Turning the spotlight on mental health during a pandemic

Many share experience through District Child Protection Unit’s #sharemystress campaign

October 10, 2020 12:42 am | Updated 12:42 am IST - KOCHI

Could lemon juice help bust mental stress?

While it may not be backed by any scientific reasoning, lemon juice turned out to be one of the preferred ways to fight mental stress for a person who shared his experience through the District Child Protection Unit’s (DCPU) #sharemystress campaign, coinciding with World Mental Health Day on Saturday.

The campaign, under which the DCPU invited short one-minute videos on simple techniques to deal with mental stress, has thrown up several such interesting methods. Though drinking water, travelling, reading and doing yoga emerged among the numerous methods to fight mental stress, the most common outlet turned out to be sharing it with a close confidante.

“We came up with such a campaign since we could not organise events as we usually do to observe World Mental Health Day. The videos will be posted on the official Facebook page of DCPU,” said M.K.P. Hafzeena, project officer for non-institutional care, DCPU. The organisation may even explore the possibility of bringing out a compilation of selected videos.

The DCPU has been offering emotional succour through counselling ever since the outbreak of the pandemic and, going by the feedback, children are getting used to the changed world with online classes and being confined indoors.

Psychiatrist C.J. John said being restricted indoors posed emotional, mental and intellectual hurdles in the growth of children. “At the moment, we are only addressing the intellectual issues through online classes while the emotional and mental challenges go unaddressed,” he said.

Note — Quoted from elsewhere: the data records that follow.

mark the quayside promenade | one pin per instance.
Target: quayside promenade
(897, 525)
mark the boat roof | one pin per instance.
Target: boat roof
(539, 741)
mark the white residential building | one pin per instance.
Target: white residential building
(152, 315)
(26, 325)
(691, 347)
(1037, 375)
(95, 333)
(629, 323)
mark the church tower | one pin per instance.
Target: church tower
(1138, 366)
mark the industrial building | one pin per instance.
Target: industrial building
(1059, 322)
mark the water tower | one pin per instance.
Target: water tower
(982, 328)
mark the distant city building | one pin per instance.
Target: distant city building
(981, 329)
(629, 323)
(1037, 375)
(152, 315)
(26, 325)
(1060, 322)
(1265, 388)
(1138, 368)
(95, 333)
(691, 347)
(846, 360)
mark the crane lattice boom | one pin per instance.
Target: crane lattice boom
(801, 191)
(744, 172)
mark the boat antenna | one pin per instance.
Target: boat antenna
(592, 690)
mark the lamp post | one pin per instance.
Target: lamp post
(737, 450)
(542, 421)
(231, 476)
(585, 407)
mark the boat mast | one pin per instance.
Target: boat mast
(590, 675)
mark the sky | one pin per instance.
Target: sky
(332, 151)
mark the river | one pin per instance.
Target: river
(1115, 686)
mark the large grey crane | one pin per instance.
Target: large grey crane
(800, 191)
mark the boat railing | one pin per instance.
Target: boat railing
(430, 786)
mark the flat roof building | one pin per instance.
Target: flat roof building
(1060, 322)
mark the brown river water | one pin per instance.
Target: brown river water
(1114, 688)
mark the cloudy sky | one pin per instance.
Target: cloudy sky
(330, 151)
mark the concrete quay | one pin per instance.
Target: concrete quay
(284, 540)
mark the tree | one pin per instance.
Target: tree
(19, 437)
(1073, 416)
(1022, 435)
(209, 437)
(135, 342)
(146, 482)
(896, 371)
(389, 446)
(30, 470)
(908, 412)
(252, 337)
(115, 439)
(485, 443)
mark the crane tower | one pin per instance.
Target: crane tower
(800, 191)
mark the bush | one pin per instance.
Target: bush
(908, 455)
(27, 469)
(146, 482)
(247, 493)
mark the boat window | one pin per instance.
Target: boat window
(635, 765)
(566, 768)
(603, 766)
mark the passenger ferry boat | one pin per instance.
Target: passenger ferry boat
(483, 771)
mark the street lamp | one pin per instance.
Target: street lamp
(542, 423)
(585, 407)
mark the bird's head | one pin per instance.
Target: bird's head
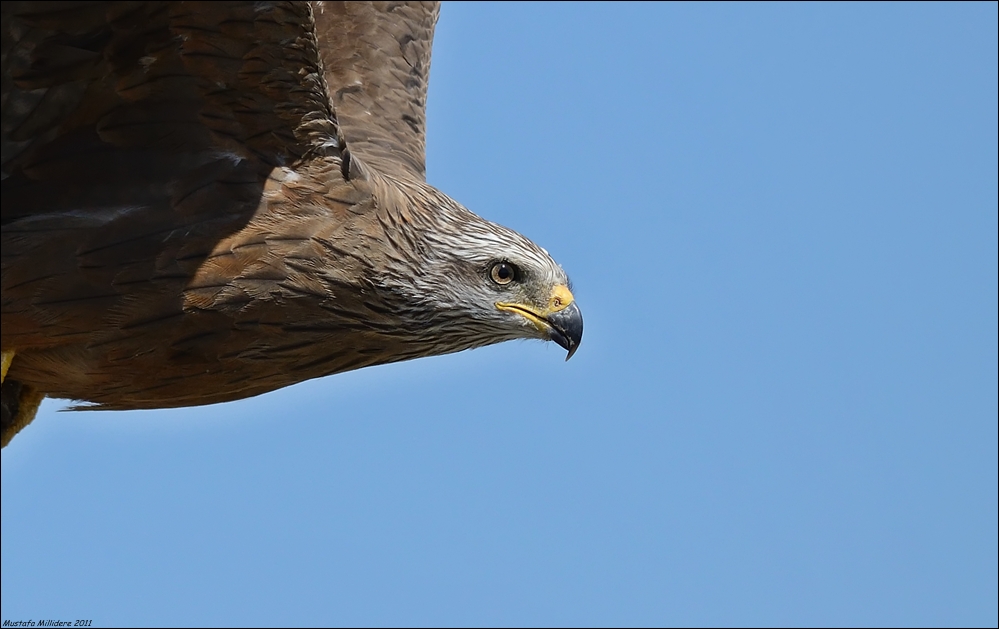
(476, 283)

Dr. John said that in a world ravaged by the pandemic, people needed to acquire “psychological first aid” skills to empower the community to identify those in mental distress, listen to them and enable them to access help. He said it would be in tune with the year’s World Mental Health Day observation that calls for ‘Mental Health for All - Greater Investment - Greater Access’.

“Unlike at the start of the pandemic, psychological stress emanating from secondary reasons triggered by the disease such as economic distress, job loss and confinement of children indoors is increasingly coming to the fore,” he said.